Why Clayton Kershaw Should Win NL Cy Young and NL MVP Award in 2014

Aug 22 12:46pm


Every MLB team needs an ace at the top of their rotation. Having one provides a leader for the rest of the pitching staff and a stopper when the team is in the midst of a losing streak. Dodgers starting pitcher Clayton Kershaw has done that and more for Los Angeles and is deserving of winning both the 2014 NL Cy Young award as well as the NL MVP this season.

Already a two-time Cy Young winner, Kershaw is no stranger to being an elite hurler. Entering the first season of a seven-year, $215 million contract extension — the richest ever for a pitcher — the pressure was on to deliver.

After yet another dominant performance Thursday night against the San Diego Padres, the southpaw improved to 15-3 with a 1.82 ERA, 0.83 WHIP and 184 strikeouts in 153.1 innings pitched. Dominant is the word we’ll use, but there really is no way to describe how much better Kershaw has been than the rest of the league.

His wins, ERA and WHIP either lead the NL or gives him a share of the league lead. He also has six complete games, two more than Johnny Cueto, who is in second place. He’s nearly 40 innings behind Cueto because a back injury forced him to miss the entire month of April. Despite that, he’s only 14 strikeouts behind Stephen Strasburg for the most in the NL (198).

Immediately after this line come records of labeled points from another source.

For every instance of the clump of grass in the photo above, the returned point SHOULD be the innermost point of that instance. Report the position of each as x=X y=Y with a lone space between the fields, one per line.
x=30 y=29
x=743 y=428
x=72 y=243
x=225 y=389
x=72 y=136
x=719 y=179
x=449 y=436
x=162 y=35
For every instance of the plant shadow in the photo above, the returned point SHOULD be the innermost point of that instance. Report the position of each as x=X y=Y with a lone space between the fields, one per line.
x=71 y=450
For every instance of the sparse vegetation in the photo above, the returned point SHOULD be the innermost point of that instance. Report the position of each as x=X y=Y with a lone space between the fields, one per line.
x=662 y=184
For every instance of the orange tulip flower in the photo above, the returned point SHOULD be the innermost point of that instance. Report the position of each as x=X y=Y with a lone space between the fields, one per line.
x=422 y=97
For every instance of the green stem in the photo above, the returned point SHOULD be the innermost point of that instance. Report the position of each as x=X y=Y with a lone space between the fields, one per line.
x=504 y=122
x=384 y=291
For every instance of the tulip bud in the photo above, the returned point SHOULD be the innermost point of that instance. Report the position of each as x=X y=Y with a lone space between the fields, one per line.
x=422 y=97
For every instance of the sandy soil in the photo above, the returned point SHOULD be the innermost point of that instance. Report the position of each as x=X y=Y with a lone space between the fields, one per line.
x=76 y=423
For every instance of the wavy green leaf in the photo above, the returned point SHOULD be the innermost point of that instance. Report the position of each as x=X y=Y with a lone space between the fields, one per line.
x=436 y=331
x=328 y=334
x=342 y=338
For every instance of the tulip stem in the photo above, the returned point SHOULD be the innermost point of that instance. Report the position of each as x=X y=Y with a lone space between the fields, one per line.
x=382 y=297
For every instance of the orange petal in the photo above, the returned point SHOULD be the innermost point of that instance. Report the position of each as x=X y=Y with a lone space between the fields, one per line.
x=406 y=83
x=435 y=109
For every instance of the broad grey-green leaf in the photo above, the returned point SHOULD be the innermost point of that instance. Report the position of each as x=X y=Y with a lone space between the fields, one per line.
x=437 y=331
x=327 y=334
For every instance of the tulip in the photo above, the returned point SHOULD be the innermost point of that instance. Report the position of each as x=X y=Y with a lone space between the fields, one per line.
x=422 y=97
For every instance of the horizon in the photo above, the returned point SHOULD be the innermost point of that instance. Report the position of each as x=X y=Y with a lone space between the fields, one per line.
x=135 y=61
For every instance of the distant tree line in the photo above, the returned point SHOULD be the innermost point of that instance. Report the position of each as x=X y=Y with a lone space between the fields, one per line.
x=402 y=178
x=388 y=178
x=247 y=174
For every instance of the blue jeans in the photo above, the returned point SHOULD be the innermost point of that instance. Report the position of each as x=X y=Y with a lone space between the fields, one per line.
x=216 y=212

If you were lucky enough to draft him in your season-long fantasy baseball league, you’ve enjoyed one of the most dominant single-season pitching performances we’ll ever see. Most weren’t expecting him to follow up a 16-9 record and 1.83 ERA from 2013 with one just as good in 2014, but he’s been even better, which seemed unlikely. Daily fantasy players know how expensive he is to draft, but it almost always ends up being worth the investment.

There should be no doubt he’ll be winning his third Cy Young award at the end of the season. However, he’ll also be getting plenty of votes for the NL MVP award. These rarely go to pitchers because it’s hard to be a team’s most valuable player while appearing in approximately 35 games per year.

The last pitcher to win both awards was Justin Verlander in 2010. He went 24-5 with a 2.40 ERA, 0.92 WHIP and 250 strikeouts in 251 innings pitched. He won the pitcher’s triple crown (most wins, lowest ERA and most strikeouts), along with leading the league in every other category mentioned here.

His performance was dominant, especially doing it in the American League. Some feel it’s easier to pitch in the National League, but we haven’t seen any hurlers do what Kershaw has done over the past two seasons.

The Dodgers are currently 72-57 with a 3.5 game lead over the San Francisco Giants in the NL West. Kershaw has appeared in just 21 of their 129 games, but they wouldn’t be having nearly this much success without him. Knowing he’ll throw at least seven innings when taking the mound (he’s done it 12 times in 2014) without making many mistakes gives the team a huge confidence boost. They feel as if a win is a sure thing every five days, and that kind of confidence spills over to the rest of the team.

Kershaw winning both of these prestigious awards should be a no-brainer, and a testament to exactly how good he’s been and how valuable he’s been to the Dodgers in 2014.